The “(Illegal Foreigners Repatriation Plan) remains in place and is being implemented in an orderly and phased manner,” spokesperson Mumtaz Baloch told CNN Thursday.
Pakistan is home to one of the world’s largest refugee populations – most of them from Afghanistan. But the country has not always welcomed Afghan refugees, subjecting them to hostile living conditions and threatening deportation over the years.
More than 3 million Afghan refugees, including registered refugees and more than 800,000 undocumented people were living in Pakistan as of March 2024, according to UNHCR data.
Some fled their home country decades ago during the Soviet invasion, while other Afghans sought refuge in Pakistan when the Taliban retook Afghanistan in 2021, implementing its oppressive rule.
Last October, Pakistan gave undocumented Afghans weeks to leave or face deportation, claiming Afghan nationals carried out 14 of 24 major terrorist attacks in Pakistan last year. Between September 15, 2023 and the end of June about 650,000 Afghans had returned home, according to the UNHCR. About 32,000 of them were deported.
They’re returning to a country under the control of a militant regime that has imposed a form of gender apartheid and where millions live in poverty.
A UN report published Tuesday detailed human rights violations by the Taliban’s so-called morality police – which have disproportionately targeted women and girls – creating a “climate of fear and intimidation” in Afghanistan.
Moniza Kakar, a lawyer who helps Afghan migrants navigate Pakistan’s legal system, said the POR card extension will not provide stability for all refugees.
“Afghan communities that I have spoken to are still concerned since there are many instances of households where a man might have a POR card and his wife and kids would have no documentation,” Kakar told CNN.
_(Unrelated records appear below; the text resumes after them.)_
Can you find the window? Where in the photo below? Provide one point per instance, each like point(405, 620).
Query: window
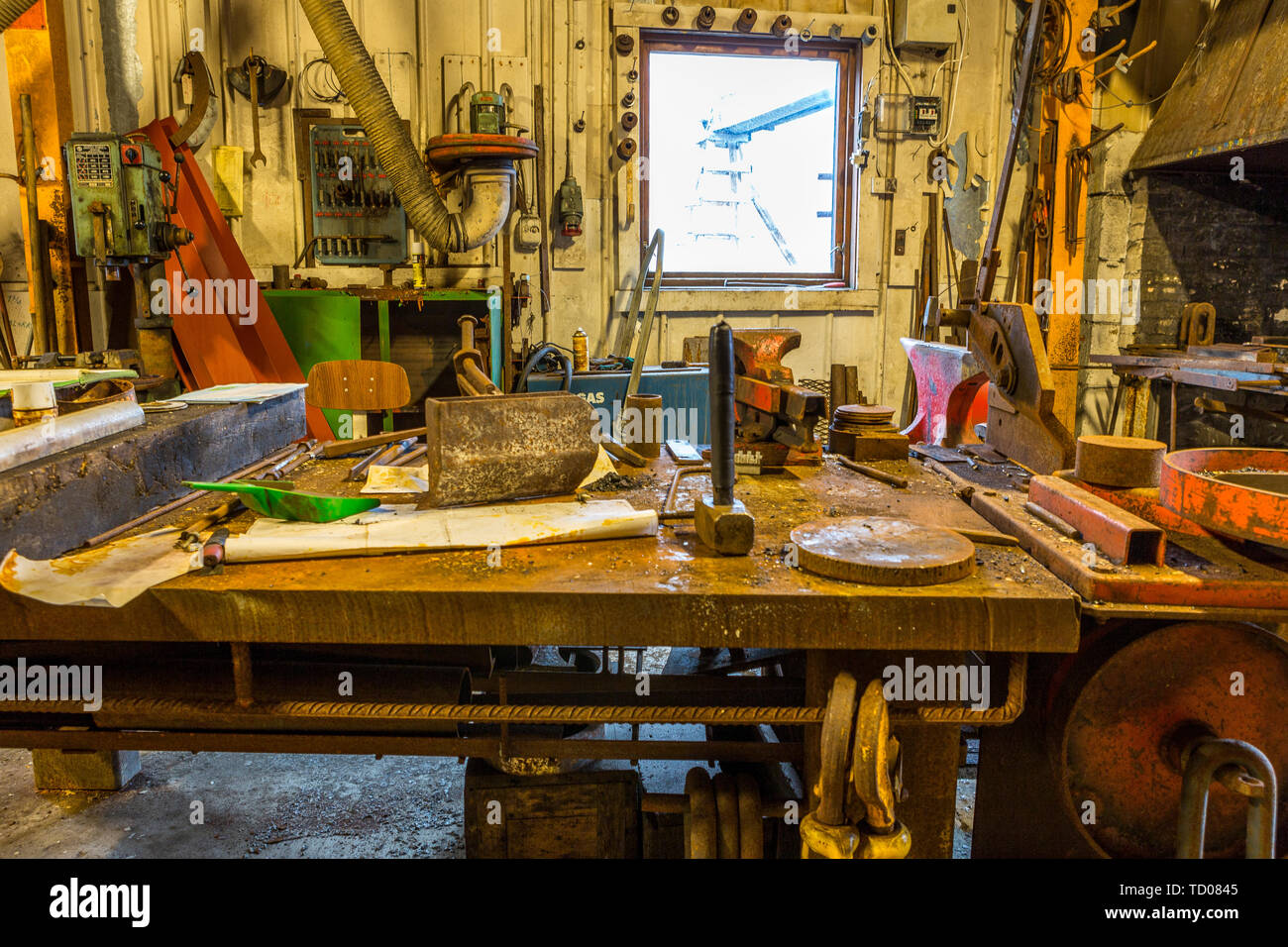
point(747, 149)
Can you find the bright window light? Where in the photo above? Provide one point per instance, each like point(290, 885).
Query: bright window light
point(742, 158)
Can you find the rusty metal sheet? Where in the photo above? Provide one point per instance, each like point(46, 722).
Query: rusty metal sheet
point(1198, 573)
point(1192, 488)
point(658, 590)
point(1232, 93)
point(498, 447)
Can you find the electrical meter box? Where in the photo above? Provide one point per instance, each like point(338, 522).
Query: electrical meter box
point(925, 24)
point(119, 200)
point(357, 217)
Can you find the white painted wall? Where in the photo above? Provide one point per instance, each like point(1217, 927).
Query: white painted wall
point(411, 40)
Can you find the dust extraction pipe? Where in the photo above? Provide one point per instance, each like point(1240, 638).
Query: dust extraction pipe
point(487, 187)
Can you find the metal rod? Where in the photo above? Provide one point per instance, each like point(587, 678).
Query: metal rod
point(39, 311)
point(720, 386)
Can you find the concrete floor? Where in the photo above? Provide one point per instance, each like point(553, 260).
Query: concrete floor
point(257, 805)
point(271, 805)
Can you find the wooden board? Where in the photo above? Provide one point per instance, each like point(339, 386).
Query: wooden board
point(884, 551)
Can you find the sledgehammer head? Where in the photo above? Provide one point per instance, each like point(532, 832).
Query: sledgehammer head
point(728, 530)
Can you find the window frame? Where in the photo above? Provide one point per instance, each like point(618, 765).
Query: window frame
point(845, 184)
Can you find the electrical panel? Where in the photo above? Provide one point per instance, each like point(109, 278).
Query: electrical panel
point(119, 200)
point(907, 115)
point(925, 24)
point(357, 218)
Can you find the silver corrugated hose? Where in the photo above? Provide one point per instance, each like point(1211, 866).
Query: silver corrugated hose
point(411, 182)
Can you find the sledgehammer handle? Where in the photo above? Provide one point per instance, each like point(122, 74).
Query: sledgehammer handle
point(720, 390)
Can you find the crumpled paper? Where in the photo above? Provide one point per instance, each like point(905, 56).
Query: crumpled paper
point(108, 575)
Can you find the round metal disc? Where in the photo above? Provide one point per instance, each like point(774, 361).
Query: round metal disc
point(881, 551)
point(1125, 728)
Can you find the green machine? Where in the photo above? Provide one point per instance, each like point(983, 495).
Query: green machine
point(415, 330)
point(120, 201)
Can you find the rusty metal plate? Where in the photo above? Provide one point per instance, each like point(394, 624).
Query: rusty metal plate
point(1124, 731)
point(1193, 486)
point(501, 447)
point(883, 551)
point(1120, 462)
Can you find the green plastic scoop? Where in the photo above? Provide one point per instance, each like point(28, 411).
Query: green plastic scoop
point(291, 504)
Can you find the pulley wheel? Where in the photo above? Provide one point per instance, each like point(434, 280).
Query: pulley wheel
point(881, 551)
point(1122, 728)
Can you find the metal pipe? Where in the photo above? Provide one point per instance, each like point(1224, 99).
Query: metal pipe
point(39, 309)
point(720, 381)
point(488, 188)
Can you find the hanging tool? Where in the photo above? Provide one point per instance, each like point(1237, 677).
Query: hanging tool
point(193, 67)
point(290, 504)
point(263, 84)
point(256, 68)
point(627, 329)
point(859, 762)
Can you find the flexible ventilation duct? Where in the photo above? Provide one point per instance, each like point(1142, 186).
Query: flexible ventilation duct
point(487, 191)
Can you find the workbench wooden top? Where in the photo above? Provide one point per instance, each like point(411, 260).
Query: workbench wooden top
point(657, 590)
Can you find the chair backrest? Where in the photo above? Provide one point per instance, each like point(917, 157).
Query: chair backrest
point(357, 385)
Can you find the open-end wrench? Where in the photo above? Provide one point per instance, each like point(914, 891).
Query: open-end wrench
point(254, 69)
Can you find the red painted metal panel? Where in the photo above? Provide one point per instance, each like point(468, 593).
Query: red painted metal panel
point(217, 346)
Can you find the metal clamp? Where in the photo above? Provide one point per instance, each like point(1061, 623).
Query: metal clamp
point(857, 751)
point(1243, 770)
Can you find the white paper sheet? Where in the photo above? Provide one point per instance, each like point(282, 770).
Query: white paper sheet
point(108, 575)
point(404, 530)
point(397, 479)
point(254, 393)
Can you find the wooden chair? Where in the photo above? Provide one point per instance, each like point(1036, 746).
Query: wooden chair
point(357, 385)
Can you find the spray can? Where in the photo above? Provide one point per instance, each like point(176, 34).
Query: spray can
point(580, 351)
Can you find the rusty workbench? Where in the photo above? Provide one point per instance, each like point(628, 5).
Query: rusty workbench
point(658, 590)
point(664, 590)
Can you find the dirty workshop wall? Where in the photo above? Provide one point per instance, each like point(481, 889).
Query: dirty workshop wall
point(426, 48)
point(1116, 209)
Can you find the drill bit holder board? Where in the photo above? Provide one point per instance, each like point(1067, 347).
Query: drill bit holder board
point(357, 218)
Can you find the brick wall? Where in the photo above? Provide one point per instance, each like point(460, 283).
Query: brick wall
point(1210, 239)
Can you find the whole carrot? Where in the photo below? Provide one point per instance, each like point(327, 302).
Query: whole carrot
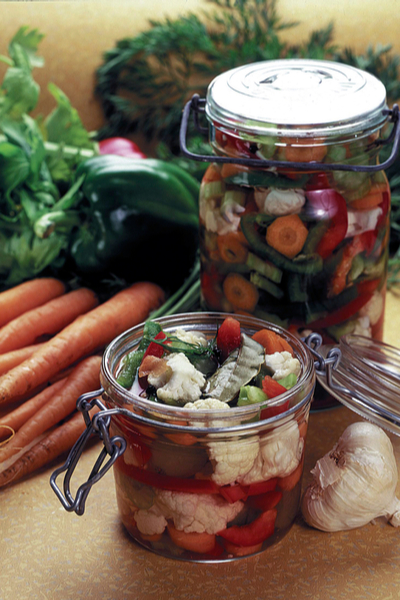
point(50, 447)
point(13, 420)
point(87, 333)
point(84, 378)
point(47, 319)
point(9, 360)
point(28, 295)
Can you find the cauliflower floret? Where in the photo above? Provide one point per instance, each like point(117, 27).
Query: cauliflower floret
point(232, 460)
point(209, 404)
point(279, 455)
point(279, 202)
point(150, 521)
point(185, 383)
point(374, 308)
point(197, 512)
point(191, 337)
point(282, 364)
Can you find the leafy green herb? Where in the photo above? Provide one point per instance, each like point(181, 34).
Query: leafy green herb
point(35, 171)
point(145, 81)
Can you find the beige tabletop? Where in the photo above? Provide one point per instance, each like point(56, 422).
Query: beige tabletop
point(47, 553)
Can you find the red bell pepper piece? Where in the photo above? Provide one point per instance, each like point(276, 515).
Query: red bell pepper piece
point(253, 533)
point(120, 147)
point(167, 482)
point(329, 204)
point(233, 493)
point(228, 336)
point(271, 387)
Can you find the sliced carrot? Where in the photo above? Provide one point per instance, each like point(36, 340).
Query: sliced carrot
point(372, 199)
point(230, 169)
point(56, 443)
point(47, 319)
point(212, 174)
point(299, 150)
point(20, 415)
point(287, 235)
point(9, 360)
point(233, 247)
point(84, 378)
point(87, 333)
point(27, 295)
point(193, 541)
point(272, 341)
point(240, 292)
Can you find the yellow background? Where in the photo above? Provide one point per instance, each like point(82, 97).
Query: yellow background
point(79, 31)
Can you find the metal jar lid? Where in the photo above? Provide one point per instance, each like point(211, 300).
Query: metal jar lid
point(362, 374)
point(305, 98)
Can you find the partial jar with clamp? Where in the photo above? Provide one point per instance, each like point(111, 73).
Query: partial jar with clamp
point(294, 207)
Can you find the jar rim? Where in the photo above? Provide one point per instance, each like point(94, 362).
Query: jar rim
point(367, 380)
point(303, 98)
point(157, 412)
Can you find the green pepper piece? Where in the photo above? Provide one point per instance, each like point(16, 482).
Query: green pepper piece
point(250, 394)
point(289, 381)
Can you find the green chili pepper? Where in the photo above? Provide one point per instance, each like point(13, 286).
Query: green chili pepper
point(308, 264)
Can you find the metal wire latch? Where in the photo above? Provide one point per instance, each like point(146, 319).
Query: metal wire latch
point(197, 106)
point(112, 448)
point(324, 365)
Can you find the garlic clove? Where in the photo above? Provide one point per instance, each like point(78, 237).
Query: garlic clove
point(354, 483)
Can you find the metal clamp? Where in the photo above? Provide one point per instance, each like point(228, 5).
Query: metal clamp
point(197, 105)
point(112, 448)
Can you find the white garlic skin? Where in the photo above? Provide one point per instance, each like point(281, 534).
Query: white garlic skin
point(354, 483)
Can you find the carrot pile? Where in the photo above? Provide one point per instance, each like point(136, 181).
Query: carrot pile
point(51, 342)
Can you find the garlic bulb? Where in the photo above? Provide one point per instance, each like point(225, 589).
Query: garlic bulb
point(355, 482)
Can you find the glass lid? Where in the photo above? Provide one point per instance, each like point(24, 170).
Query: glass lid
point(365, 379)
point(312, 97)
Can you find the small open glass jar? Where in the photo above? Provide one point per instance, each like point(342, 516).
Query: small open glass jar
point(294, 208)
point(203, 485)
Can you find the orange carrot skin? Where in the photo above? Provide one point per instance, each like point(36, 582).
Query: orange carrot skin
point(89, 332)
point(28, 295)
point(47, 319)
point(20, 415)
point(9, 360)
point(59, 441)
point(84, 378)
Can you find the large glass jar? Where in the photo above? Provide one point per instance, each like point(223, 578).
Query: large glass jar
point(300, 246)
point(208, 485)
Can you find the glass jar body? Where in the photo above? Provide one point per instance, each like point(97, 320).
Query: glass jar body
point(306, 250)
point(209, 487)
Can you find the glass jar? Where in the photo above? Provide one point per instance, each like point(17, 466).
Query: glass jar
point(202, 485)
point(287, 234)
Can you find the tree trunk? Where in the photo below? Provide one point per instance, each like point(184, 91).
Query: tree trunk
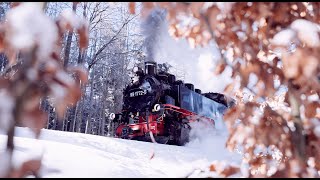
point(68, 43)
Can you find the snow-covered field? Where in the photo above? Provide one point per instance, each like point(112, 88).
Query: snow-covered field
point(67, 154)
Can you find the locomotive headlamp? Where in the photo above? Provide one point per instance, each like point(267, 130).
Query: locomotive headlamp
point(156, 107)
point(135, 69)
point(112, 116)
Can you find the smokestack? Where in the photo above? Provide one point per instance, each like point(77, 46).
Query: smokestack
point(150, 67)
point(152, 28)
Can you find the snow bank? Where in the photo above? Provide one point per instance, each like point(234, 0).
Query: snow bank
point(68, 154)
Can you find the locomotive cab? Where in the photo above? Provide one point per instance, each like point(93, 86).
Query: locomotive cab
point(159, 108)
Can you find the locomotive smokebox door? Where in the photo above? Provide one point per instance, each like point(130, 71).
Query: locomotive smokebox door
point(150, 68)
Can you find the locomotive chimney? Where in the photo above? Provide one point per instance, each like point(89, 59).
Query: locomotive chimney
point(150, 67)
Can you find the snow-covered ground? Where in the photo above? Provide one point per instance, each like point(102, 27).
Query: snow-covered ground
point(67, 154)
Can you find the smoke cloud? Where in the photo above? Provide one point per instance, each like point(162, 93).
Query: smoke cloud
point(152, 29)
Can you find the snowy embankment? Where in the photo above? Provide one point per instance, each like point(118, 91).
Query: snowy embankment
point(67, 154)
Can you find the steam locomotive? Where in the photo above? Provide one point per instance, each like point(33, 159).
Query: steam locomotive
point(157, 107)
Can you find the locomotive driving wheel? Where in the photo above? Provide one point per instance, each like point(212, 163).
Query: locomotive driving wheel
point(181, 136)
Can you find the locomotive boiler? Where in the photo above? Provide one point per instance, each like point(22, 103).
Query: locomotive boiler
point(157, 107)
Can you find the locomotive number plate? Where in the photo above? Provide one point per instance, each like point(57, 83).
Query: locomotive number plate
point(138, 93)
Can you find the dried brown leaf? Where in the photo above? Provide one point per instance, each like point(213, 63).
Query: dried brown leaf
point(311, 109)
point(132, 7)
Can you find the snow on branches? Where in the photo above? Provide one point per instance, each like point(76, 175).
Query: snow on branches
point(277, 44)
point(31, 41)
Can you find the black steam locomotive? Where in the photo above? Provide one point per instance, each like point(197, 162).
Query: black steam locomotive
point(157, 107)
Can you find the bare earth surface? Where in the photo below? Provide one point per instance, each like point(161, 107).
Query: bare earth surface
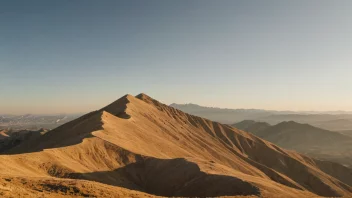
point(138, 147)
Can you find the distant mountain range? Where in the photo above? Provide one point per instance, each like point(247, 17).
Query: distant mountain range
point(304, 138)
point(332, 120)
point(34, 122)
point(139, 147)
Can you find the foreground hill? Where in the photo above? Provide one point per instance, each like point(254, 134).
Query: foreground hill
point(304, 138)
point(138, 145)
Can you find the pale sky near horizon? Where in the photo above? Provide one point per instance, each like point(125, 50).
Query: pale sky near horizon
point(76, 56)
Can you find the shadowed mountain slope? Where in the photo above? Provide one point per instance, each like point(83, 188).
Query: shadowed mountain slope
point(304, 138)
point(140, 144)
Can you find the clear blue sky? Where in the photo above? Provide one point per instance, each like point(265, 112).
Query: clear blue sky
point(76, 56)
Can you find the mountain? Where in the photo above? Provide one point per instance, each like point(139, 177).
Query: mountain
point(334, 121)
point(138, 147)
point(11, 138)
point(304, 138)
point(251, 126)
point(222, 115)
point(34, 122)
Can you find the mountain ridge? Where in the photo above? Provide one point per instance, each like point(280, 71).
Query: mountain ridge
point(113, 145)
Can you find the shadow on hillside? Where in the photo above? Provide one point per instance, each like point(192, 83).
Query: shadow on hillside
point(170, 177)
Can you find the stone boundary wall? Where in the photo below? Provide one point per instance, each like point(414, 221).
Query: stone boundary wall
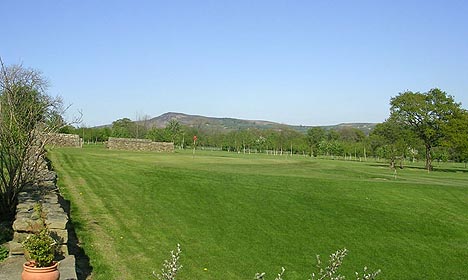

“There is still a huge worry amongst families of being split because of these issues of documentation.”
The extension of POR cards by Pakistan is a relief for many Afghan refugees, as their absence would have potentially led to their deportation. Despite this, Pakistan is still home to over 3 million Afghan refugees, many of whom have lived there for decades.
The extension of POR cards for Afghan refugees in Pakistan is significant, especially considering the tense relationship between the two nations and the previous threats of deportation.